In time, Brubeck refer to Williams "among the finest pianists I have ever heard," and McCoy Tyner was similarly impressed. Williams’ 2004 Grammy-nominated album Live at Yoshi’s, Vol 1, exhibits her deep absorption in jazz history, plus her signature clever pianistic wit. Nevertheless, despite her long journeys to educate herself the genre – first, to the hipper sounds of Coltrane, Miles and Dolphy, before working her way back to Monk and Garner to Fats Waller and James P Johnson – she soon grew disillusioned with the jazz world.

Upon relocating from Philadelphia to San Francisco, Williams was introduced to the great Mary Lou Williams. Inspired by the elder pianist's advice ("Don’t ever let anyone stop you"), she turned into a outspoken, vocal critic of her scene: of the poor compensation, the jazz "old boys' network," the "typical jazz socializing" – namely smoking and drinking as the key way of getting gigs – and of a commercial business profiting from the work of struggling artists.

"I am continually disappointed at the reality of the ‘jazz world’ and its failure to coordinate, express, and advocate for a set, any set, of core values," she stated in the liner notes to her 2008 release Deep Monk.

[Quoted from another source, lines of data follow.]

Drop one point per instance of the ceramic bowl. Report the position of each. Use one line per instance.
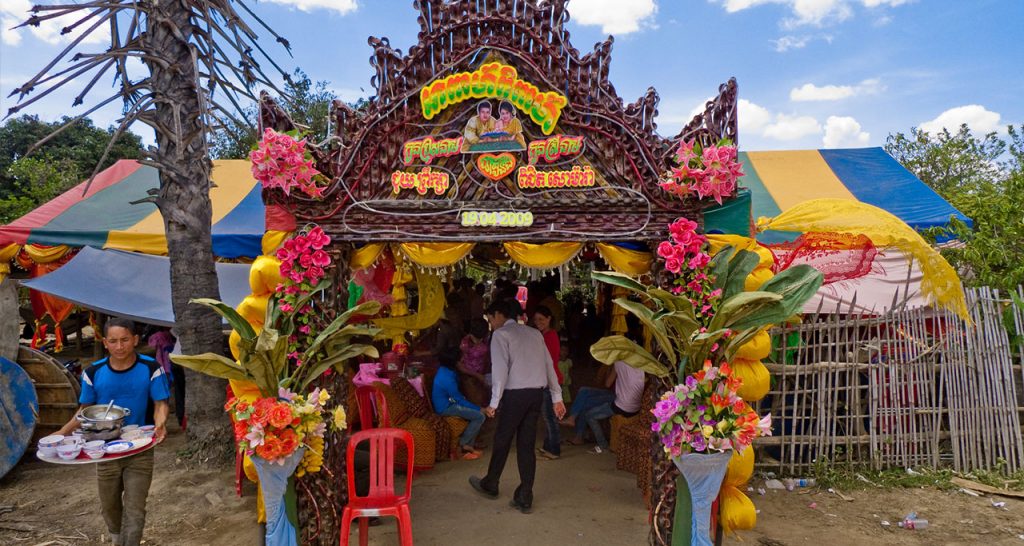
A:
(48, 445)
(69, 451)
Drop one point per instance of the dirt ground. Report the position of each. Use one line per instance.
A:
(580, 499)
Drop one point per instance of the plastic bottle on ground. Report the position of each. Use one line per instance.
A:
(915, 523)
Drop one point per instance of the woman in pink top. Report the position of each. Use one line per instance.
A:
(544, 321)
(475, 363)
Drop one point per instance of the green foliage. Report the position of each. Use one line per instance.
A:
(263, 357)
(307, 102)
(983, 177)
(27, 181)
(677, 329)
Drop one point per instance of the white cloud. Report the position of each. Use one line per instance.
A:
(7, 35)
(614, 16)
(812, 12)
(844, 131)
(786, 43)
(14, 12)
(788, 127)
(341, 6)
(811, 92)
(976, 117)
(753, 118)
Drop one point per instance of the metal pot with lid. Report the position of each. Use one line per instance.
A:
(98, 423)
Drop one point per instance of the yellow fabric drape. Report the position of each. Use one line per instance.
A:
(738, 242)
(272, 240)
(626, 261)
(366, 256)
(617, 325)
(44, 254)
(435, 254)
(543, 256)
(431, 293)
(939, 284)
(6, 254)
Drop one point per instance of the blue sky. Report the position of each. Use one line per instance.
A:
(811, 73)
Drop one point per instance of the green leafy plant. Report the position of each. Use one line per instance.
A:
(685, 338)
(263, 357)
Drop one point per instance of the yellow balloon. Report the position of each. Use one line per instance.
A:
(757, 278)
(253, 308)
(757, 348)
(264, 276)
(737, 512)
(740, 468)
(756, 378)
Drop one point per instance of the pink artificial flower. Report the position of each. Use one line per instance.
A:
(321, 258)
(685, 153)
(698, 261)
(314, 274)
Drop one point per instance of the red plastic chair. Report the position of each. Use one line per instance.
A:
(371, 402)
(381, 499)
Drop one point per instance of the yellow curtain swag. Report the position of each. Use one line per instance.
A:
(545, 256)
(430, 308)
(626, 261)
(939, 284)
(272, 240)
(435, 254)
(366, 256)
(6, 254)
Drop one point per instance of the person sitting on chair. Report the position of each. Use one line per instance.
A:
(449, 401)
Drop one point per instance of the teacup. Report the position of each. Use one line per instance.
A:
(69, 451)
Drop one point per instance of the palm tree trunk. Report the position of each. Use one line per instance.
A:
(184, 202)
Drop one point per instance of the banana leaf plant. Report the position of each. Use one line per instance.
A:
(686, 341)
(263, 357)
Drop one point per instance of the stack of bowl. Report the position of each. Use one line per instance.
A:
(69, 448)
(48, 445)
(94, 449)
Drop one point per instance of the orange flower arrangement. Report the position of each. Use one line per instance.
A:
(273, 428)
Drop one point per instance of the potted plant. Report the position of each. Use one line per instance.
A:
(698, 318)
(295, 346)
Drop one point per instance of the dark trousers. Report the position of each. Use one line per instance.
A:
(124, 486)
(178, 381)
(517, 417)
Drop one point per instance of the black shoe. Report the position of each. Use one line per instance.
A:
(521, 507)
(475, 481)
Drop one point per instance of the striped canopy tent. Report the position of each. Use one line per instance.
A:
(104, 217)
(778, 180)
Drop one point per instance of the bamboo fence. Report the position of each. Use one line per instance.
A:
(909, 387)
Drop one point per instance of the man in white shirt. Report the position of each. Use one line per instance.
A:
(522, 375)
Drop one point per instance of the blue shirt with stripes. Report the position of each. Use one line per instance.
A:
(135, 388)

Similarly, the writing on her blog was eclectic, unflinching, decidedly ideological and feminist, though she seldom talked about her experiences as a trans individual. As one critic noted: "To add to the sexism … that drove her from her desired musical domain for a period, imagine what kind of terrible treatment she must have endured as a trans woman in the jazz scene of the early 80s."

A Journey of Independence

The artist's trajectory evolved into self-sufficiency. After time in the active Bay Area scene, she relocated to smaller cities such as Sacramento and Santa Cruz, settling in Portland in 1991, and later relocating to an even quieter place, to Yakima, Washington State, in the 2010s. Williams recognized early the huge potential of the internet

Christopher Marsh
Christopher Marsh

Elara Vance is a tech journalist and digital strategist with over a decade of experience covering emerging technologies and consumer electronics.